In C++, a coordinate system in three-dimensional space is defined by an origin, three directional axes, and three scaling components as follows:
struct coord {
vec3 ux, uy, uz; // Three basis vectors
vec3 s; // Scaling
vec3 o; // Origin
};
A coordinate system can be constructed using three axes or Euler angles as follows:
coord C1(vec3 ux, vec3 uy, vec3 uz);
coord C2(float angle, vec3 axis);
coord C3(float pitch, float yaw, float roll);
coord C4(vec3 o, vec3 s, quat q);
Multiplication and division operations are provided to transform vectors from one coordinate system to another and to project vectors from a parent coordinate system to a local one. For example, to transform a vector V1 from a local coordinate system C1 to a parent coordinate system C0, we can use the following operation:
V0 = V1 * C1
To project a vector V0 from a parent coordinate system C0 to a local coordinate system C1, we can use the following operation:
V1 = V0 / C1
Coord can be applied in various scenarios, such as converting between world and local coordinate systems and using it in multi-node hierarchies. Here are some examples:
- Convert a vector Vw from a world coordinate system to a local coordinate system C:
VL = Vw / C
Vw = VL * C
- Convert between world and local coordinate systems:
C = C3 * C2 * C1
Vw = VL * C
VL = Vw / C
- Use in multi-node hierarchies:
V1 = V4 * C4 * C3 * C2
V4 = V1 / C2 / C3 / C4
- Convert between parallel coordinate systems:
C0 { C1, C2 }
V2 = V1 * C1 / C2
- More operations:
Scalar multiplication:
C * k = {C.o, C.s * k, C.u}
where: C.u = {C.ux, C.uy, C.uz}
Quaternion multiplication:
C0 = C1 * q1
C1 = C0 / q1
q0 = q1 * C1
q1 = q0 / C1
Vector addition:
C2 = C1 + o
Where C2 = {C1.o + o, C1.v}, C1.v = {C1.ux*C1.s.x, C1.uy*C1.s.y, C1.uz*C1.s.z}
Coordinate Gradient:
G = C1 / C2 - I
Where C1 and C2 are coordinate systems on two points on a unit length distance.

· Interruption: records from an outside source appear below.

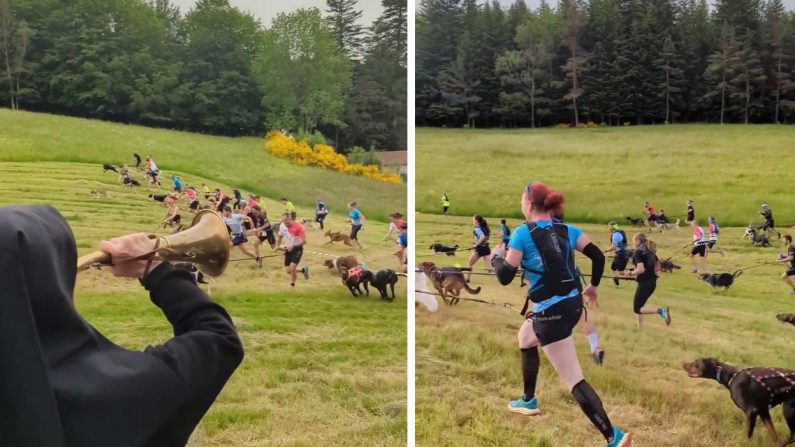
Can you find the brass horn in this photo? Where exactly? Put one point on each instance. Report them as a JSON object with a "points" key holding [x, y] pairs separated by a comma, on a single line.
{"points": [[206, 243]]}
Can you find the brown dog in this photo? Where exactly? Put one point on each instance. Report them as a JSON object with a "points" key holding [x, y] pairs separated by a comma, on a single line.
{"points": [[338, 236], [346, 262], [448, 281]]}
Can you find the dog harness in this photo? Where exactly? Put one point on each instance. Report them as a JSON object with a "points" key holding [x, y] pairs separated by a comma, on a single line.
{"points": [[355, 272], [767, 377]]}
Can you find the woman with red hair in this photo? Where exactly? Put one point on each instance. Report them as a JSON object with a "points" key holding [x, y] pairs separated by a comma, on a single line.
{"points": [[544, 249]]}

Coord can be used to differentiate coordinate systems in space in three ways:
Gradient:
▽f = (u * df * Cuv) / Dxyz
Where:
Cuv = {u, v, 0}
Dxyz = {ux * dx, uy * dy, uz * dz}
Divergence:
▽ ∙ F = dF / Dxyz ∙ Ic
Where: Ic = {ux, uy, uz}
Curl:
▽ x F = dF / Dxyz x Ic
Coord can transport vectors from a natural coordinate system to a curved coordinate system in a curved space. The curvature can be determined by comparing two paths projected onto the u and v curves, which is done using Gu and Gv. Gu and Gv represent the gradients of rotational changes of vectors along the u and v. By using a coordinate system, the spatial curvature can be calculated, and the Riemann curvature tensor in the u,v coordinate system is given by:
Ruv = Gu*Gv - Gv*Gu - G[u,v]
where: Gu = C2 / C1
Connection vector: [u, v] (Lie bracket operation)
W = Wu + Wv = [u, v]
G[u,v] = Gu*Wu + Gv*Wv
Coord can be combined with Lie groups and Lie algebras. The rotation matrix R is an element of the Lie group, and the multiplication operation of the coordinate system is equivalent to the rotation matrix. Therefore, the coordinate system C is an element of the Lie group, with multiplication as the operation and the identity element as ONE. The cross product of two vectors can be expressed using the Lie algebra bracket:
[C1, C2] = C1 * C2 – C2 * C1
By using coordinate system objects to achieve a unified formal representation of operations such as rotation, translation, scaling, and differential gradients, Lie groups and Lie algebras can be operated on in a unified manner.
The text discusses the need for a more suitable language in the computer era to express mathematical problems in a way that is acceptable to both humans and computers. The solution proposed is to overload algebraic operations and redefine them in a coordinate system object, with the aim of achieving a more concise and computer-friendly mathematical language by extending algebraic expression.